なろうテンプレの設定や展開使ってますが、ssにすると唐突感がすごいですね。
元作品
http://ncode.syosetu.com/n3495fc/
46 :
以下、名無しにかわりましてSS速報VIPがお送りします
[sage saga]:2018/11/03(土) 23:44:53.16 ID:1EH77ZNdo
乙ー
47 :
◆YySYGxxFkU
[saga]:2018/11/04(日) 16:10:05.12 ID:CNVzLp6E0
男「……え?」
男(女の言葉に驚く俺だが……論理的に考えてその可能性は高いと思っていた)
男(魅了スキルの効果範囲にいて、対象の『魅力的だと思う異性のみ』にも当てはまっている。失敗する理由が思い当たらない)
男(だが、ネックとなっていたのは)
男「だったらどうして女友と反応が違うんだ?」
男(魅了スキルによる好意から抱きついてきた女友と違って、女の俺に対する反応は今までと変わりが無い)
女「そ、それは私に聞かれても困るけど……」
女友「……なるほどそういうことですか」
男(しどろもどろになる委員長の女に対して、女友が謎が解けたという顔をしている)
48 :
◆YySYGxxFkU
[saga]:2018/11/04(日) 16:10:57.35 ID:CNVzLp6E0
女友「そういえば女は先ほど確認したステータスでスキルに『状態異常耐性』を持っていましたね」
女友「それのせいで魅了スキルのかかりが中途半端なのでは」
女「そう、それ! そういうことだよ! ほら見て!!」
男(女友の言葉に女は身を乗り出して同意するとステータスウィンドウを開いて見せる。スキルの中に『状態異常耐性』という表示があった)
男「これで魅了スキルがかからなかったってことか」
女友「いえ。耐性であって無効ではありません。魅了スキルはかかってはいるはずです」
女友「女もあの光を浴びてから男さんにそれなりの好意を持ったんじゃありませんか?」
女「え、えっと……言われてみればそうかも」
男「つまり中途半端に魅了スキルにかかったってわけか」
男(好意が女友ほど上がらなかったから突然抱きついたりしなかったってことだろう)
49 :
◆YySYGxxFkU
[saga]:2018/11/04(日) 16:11:31.36 ID:CNVzLp6E0
女友「ですから、男さん。女に命令を出してみたらいかがですか?」
女友「中途半端とはいえかかっているなら、命令にも従う可能性もあります。そうなればあんなことや、こんなことをさせることも……」
女「ちょ、な、何を言っているの女友!?」
男「衆人環視な状況でそんなことをするかっての」
男(そもそもそんなことをしたら、今も嫉妬の眼差しで俺を射殺さんばかりに睨んでいるクラスメイトの男子たちに本当に殺されるかもしれない)

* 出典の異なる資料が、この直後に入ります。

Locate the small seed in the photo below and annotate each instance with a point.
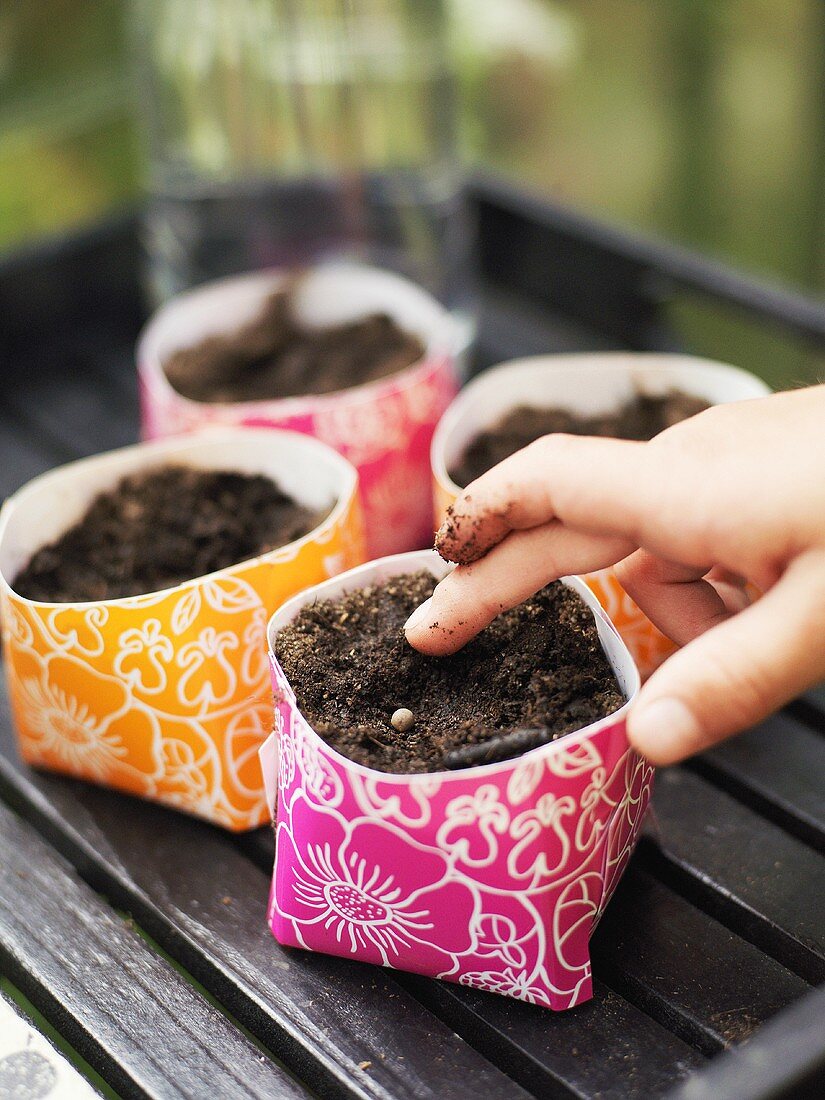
(403, 719)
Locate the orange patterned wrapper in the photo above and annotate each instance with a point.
(586, 384)
(166, 695)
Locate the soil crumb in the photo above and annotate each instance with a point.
(538, 666)
(641, 418)
(277, 355)
(161, 527)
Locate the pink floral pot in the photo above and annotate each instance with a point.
(384, 428)
(589, 384)
(492, 877)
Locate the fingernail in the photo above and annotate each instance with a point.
(419, 616)
(664, 730)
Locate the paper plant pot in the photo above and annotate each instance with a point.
(492, 877)
(384, 428)
(587, 384)
(165, 695)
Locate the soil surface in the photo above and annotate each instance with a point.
(640, 418)
(162, 527)
(539, 666)
(276, 355)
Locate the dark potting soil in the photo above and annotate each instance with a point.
(162, 527)
(539, 666)
(640, 418)
(276, 355)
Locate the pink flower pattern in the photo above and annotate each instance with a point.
(493, 880)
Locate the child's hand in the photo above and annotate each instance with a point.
(733, 495)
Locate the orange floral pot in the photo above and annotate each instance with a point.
(586, 384)
(166, 695)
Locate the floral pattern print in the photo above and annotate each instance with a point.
(384, 429)
(494, 879)
(165, 695)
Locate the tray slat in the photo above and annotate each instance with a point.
(685, 969)
(206, 904)
(133, 1019)
(747, 872)
(779, 769)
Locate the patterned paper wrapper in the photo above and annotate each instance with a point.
(586, 384)
(384, 428)
(166, 695)
(493, 877)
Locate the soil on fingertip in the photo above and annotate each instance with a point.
(160, 528)
(277, 355)
(539, 666)
(641, 418)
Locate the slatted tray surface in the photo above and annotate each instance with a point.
(140, 935)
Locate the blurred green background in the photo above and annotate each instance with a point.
(697, 120)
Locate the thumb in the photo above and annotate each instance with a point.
(738, 672)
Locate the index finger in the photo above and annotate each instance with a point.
(600, 486)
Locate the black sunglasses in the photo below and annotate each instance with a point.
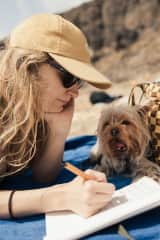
(68, 80)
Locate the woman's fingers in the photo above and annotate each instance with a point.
(98, 175)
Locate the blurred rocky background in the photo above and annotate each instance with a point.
(124, 38)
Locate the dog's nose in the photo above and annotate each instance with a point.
(114, 132)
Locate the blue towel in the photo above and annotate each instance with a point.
(145, 226)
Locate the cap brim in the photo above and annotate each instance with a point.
(84, 71)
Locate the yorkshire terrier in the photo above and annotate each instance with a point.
(122, 141)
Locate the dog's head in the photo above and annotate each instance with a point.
(123, 136)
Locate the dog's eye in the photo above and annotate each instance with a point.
(125, 122)
(105, 125)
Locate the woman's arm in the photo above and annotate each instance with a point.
(82, 197)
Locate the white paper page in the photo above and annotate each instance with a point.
(126, 202)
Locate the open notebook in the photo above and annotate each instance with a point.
(129, 201)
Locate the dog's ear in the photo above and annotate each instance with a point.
(143, 111)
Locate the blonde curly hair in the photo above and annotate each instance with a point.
(22, 125)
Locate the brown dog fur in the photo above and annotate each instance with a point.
(122, 139)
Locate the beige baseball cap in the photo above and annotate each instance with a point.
(63, 41)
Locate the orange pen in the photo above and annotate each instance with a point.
(78, 172)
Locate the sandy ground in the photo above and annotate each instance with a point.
(86, 115)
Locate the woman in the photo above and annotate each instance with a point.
(40, 74)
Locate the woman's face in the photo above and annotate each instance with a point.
(54, 96)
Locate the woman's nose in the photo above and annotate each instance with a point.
(74, 91)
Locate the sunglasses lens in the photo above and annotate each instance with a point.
(68, 80)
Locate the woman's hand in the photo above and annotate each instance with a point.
(82, 197)
(60, 123)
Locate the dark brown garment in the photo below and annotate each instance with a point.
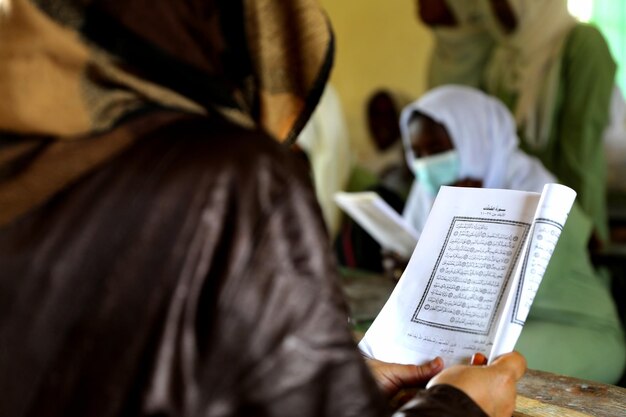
(190, 276)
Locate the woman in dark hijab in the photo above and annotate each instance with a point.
(160, 252)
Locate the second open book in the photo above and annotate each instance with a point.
(472, 277)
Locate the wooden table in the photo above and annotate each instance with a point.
(542, 394)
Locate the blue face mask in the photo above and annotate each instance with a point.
(437, 170)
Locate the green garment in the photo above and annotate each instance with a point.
(574, 152)
(573, 326)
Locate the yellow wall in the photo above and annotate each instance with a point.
(379, 44)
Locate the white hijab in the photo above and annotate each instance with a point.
(325, 141)
(482, 130)
(527, 62)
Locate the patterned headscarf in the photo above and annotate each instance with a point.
(75, 75)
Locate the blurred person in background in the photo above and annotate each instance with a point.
(161, 252)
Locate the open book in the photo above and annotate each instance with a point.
(380, 220)
(472, 277)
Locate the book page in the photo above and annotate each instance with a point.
(552, 212)
(455, 287)
(380, 220)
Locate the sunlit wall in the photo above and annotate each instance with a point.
(379, 44)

クラスメイト男子1「女友さんに飽きたらず……女さんまで!?」
クラスメイト男子2「やっぱり爆発だな。頼めるか?」
クラスメイト男子3「スタンバーイ、オッケー」
男(ほらな)
50 :
◆YySYGxxFkU
[saga]:2018/11/04(日) 16:12:01.35 ID:CNVzLp6E0
男「………………」
男(まあでもどういう状況なのかは気になる)
男(好意に関しては中途半端だっただけで命令には完全に従う、とかだとしたらちょっとした言葉尻を命令と受け取って暴走する可能性もあるわけで面倒だ)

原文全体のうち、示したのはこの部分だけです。